MegaRAG: Multimodal Knowledge Graph-Based Retrieval Augmented Generation¶
Conference: ACL 2026
arXiv: 2512.20626
Code: https://github.com/AI-Application-and-Integration-Lab/MegaRAG (Available)
Area: Multimodal RAG / Knowledge Graph
Keywords: Multimodal Knowledge Graph, RAG, Cross-modal Reasoning, Visual Document QA, MLLM
TL;DR¶
MegaRAG utilizes MLLMs to extract entity-relations in parallel from each page of long documents and merges them into a Multimodal Knowledge Graph (MMKG). It employs "subgraph-guided" two-round refinement to complete cross-modal and cross-page relations. Combined with dual-path retrieval and two-stage answer generation, it significantly outperforms GraphRAG/LightRAG/VisRAG, achieving 64.85% accuracy on SlideVQA(2k) (compared to the best baseline at 27.66%).
Background & Motivation¶
Background: RAG providing external knowledge to LLMs has become the de facto standard for long-document QA. Among these, KG-based RAGs like GraphRAG / LightRAG introduce "entity-relation graphs," which excel at multi-hop reasoning compared to chunk-level sparse/dense retrieval and maintain scalability on million-token corpora.
Limitations of Prior Work: 1) Existing KG-based RAGs are almost exclusively text-only, discarding visual information such as charts, flowcharts, and maps, which are core to visual documents like slide decks and technical reports. 2) Even existing multimodal RAGs (VisRAG, ColPaLi, GME) only perform page-image level dense retrieval without structural abstraction, failing to support cross-page multi-hop reasoning. 3) Limited by MLLM context windows, GraphRAG/LightRAG perform independent extraction within chunks and then merge, causing cross-chunk/cross-page relations to be severed, resulting in naturally fragmented initial graphs.
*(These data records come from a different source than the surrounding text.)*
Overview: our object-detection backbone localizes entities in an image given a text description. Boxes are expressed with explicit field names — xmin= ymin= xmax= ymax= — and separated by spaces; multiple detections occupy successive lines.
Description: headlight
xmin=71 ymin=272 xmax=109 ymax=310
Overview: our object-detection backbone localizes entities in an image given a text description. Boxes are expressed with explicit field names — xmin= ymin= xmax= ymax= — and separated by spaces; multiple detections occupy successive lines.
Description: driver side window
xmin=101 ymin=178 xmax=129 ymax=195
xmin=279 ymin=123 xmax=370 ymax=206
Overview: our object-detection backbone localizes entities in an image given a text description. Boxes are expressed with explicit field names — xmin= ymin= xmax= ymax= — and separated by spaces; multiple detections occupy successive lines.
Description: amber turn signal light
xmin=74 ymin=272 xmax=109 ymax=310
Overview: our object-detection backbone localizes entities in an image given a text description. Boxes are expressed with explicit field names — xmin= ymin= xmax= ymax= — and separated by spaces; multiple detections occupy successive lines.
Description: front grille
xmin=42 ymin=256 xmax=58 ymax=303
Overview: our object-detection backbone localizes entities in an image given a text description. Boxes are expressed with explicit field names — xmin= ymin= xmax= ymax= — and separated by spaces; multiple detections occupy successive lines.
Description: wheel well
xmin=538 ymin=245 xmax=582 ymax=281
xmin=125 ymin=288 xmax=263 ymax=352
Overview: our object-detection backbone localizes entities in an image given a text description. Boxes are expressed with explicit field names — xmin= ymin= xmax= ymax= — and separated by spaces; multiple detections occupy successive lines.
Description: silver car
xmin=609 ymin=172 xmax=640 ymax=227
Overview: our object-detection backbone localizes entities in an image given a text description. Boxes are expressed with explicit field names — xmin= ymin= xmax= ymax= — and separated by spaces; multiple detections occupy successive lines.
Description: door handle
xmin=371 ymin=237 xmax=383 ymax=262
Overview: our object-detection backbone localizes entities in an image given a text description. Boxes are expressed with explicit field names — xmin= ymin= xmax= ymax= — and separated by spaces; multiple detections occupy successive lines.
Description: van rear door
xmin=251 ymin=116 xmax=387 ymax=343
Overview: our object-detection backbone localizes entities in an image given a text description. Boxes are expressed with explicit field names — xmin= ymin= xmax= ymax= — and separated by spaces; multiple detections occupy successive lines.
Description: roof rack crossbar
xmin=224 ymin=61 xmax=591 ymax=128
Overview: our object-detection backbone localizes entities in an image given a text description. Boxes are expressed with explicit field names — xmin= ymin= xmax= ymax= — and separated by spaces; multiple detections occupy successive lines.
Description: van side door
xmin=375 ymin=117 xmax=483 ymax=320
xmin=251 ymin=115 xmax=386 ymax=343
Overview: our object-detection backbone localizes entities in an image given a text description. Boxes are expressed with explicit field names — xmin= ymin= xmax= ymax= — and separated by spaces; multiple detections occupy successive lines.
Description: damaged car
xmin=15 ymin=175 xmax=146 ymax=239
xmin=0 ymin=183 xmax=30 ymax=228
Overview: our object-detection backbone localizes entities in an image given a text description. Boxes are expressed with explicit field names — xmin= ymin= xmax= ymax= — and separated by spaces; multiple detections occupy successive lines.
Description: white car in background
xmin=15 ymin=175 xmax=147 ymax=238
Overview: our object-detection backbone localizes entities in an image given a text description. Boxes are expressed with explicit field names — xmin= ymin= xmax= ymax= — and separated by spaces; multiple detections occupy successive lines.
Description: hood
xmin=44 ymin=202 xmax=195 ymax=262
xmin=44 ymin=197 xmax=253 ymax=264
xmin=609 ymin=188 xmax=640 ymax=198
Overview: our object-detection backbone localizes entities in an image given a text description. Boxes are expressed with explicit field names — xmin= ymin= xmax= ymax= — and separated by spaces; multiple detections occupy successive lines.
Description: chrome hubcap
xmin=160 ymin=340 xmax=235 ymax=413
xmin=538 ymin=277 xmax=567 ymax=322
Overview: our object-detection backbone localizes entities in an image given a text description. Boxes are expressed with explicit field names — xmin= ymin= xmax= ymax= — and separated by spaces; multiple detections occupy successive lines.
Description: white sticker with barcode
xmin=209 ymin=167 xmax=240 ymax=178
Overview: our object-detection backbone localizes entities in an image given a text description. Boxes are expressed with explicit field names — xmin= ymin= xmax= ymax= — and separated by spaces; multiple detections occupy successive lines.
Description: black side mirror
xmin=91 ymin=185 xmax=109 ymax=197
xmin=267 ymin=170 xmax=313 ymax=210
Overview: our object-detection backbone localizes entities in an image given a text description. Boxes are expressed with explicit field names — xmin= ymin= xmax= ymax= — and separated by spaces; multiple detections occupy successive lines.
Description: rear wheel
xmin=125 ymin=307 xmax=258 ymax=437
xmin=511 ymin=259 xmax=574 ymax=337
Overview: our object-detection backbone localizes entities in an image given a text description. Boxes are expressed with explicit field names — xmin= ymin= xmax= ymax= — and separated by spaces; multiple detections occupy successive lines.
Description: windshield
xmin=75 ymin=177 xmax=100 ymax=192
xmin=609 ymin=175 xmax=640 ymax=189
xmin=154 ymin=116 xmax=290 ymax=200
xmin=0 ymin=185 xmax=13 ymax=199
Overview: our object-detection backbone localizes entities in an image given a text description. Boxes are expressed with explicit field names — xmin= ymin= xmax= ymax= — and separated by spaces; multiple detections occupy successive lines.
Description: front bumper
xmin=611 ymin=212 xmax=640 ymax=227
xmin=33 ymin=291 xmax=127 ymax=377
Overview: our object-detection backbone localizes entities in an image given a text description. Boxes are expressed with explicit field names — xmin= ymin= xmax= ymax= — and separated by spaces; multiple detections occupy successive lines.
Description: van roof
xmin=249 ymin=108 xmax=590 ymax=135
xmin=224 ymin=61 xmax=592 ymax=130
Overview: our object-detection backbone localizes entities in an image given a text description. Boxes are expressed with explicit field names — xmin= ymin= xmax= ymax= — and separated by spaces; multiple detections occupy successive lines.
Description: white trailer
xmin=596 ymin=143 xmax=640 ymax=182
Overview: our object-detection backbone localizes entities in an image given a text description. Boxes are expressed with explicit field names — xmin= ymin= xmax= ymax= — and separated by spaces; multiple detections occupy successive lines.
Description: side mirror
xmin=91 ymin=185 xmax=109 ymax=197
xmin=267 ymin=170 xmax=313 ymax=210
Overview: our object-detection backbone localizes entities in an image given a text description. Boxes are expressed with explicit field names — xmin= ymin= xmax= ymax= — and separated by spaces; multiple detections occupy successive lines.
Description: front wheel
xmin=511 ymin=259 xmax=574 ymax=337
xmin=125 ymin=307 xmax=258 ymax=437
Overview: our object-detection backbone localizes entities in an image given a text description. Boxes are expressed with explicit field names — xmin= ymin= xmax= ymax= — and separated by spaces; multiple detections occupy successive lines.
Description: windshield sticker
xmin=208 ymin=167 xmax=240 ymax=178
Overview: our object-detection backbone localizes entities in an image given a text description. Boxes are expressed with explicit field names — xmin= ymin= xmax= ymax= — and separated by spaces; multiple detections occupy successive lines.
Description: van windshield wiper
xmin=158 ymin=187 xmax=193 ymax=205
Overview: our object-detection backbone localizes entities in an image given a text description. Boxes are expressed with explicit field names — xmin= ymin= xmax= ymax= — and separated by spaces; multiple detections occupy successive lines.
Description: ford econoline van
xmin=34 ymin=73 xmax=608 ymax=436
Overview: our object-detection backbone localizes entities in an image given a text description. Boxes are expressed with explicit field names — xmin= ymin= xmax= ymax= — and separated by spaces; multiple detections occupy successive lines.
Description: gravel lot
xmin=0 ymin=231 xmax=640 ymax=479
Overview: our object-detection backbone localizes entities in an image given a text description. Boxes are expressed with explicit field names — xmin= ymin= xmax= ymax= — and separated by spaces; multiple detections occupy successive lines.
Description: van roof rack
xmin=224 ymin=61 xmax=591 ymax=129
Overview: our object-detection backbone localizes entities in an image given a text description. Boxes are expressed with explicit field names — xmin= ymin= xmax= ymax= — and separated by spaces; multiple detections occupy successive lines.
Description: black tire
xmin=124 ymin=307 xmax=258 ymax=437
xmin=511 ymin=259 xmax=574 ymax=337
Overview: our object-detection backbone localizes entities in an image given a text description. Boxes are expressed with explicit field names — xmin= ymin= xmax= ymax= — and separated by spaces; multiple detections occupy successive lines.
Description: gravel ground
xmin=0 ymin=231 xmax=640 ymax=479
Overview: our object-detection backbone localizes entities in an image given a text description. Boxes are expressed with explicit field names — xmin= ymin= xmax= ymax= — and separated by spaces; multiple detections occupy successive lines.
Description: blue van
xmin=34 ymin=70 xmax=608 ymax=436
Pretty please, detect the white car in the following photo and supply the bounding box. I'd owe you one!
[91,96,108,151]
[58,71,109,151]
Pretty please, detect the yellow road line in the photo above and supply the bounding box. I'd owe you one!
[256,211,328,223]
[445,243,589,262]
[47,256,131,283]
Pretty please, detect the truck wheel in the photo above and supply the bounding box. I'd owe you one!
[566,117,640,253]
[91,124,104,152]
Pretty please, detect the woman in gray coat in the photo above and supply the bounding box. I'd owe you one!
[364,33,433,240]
Key Challenge: Structural abstraction requires per-page/block extraction, while global coverage requires seeing the entire book—both are difficult to satisfy simultaneously within MLLM context windows. Furthermore, utilizing images requires inserting them into prompts, but too many images can lead to modal bias where the model becomes dominated by text.
Goal: (i) Automatically and scalably construct MMKGs from visual documents; (ii) Allow each page to "see" the global graph under restricted context windows; (iii) Ensure answer generation absorbs both graph structure and visual evidence without bias.
Key Insight: The authors observe that while the initial KG is fragmented, it serves as a "compressed version of global knowledge." Injecting the subgraph corresponding to the current page back into the MLLM as a prompt during the second round of refinement preserves global long-range dependencies without overwhelming the prompt.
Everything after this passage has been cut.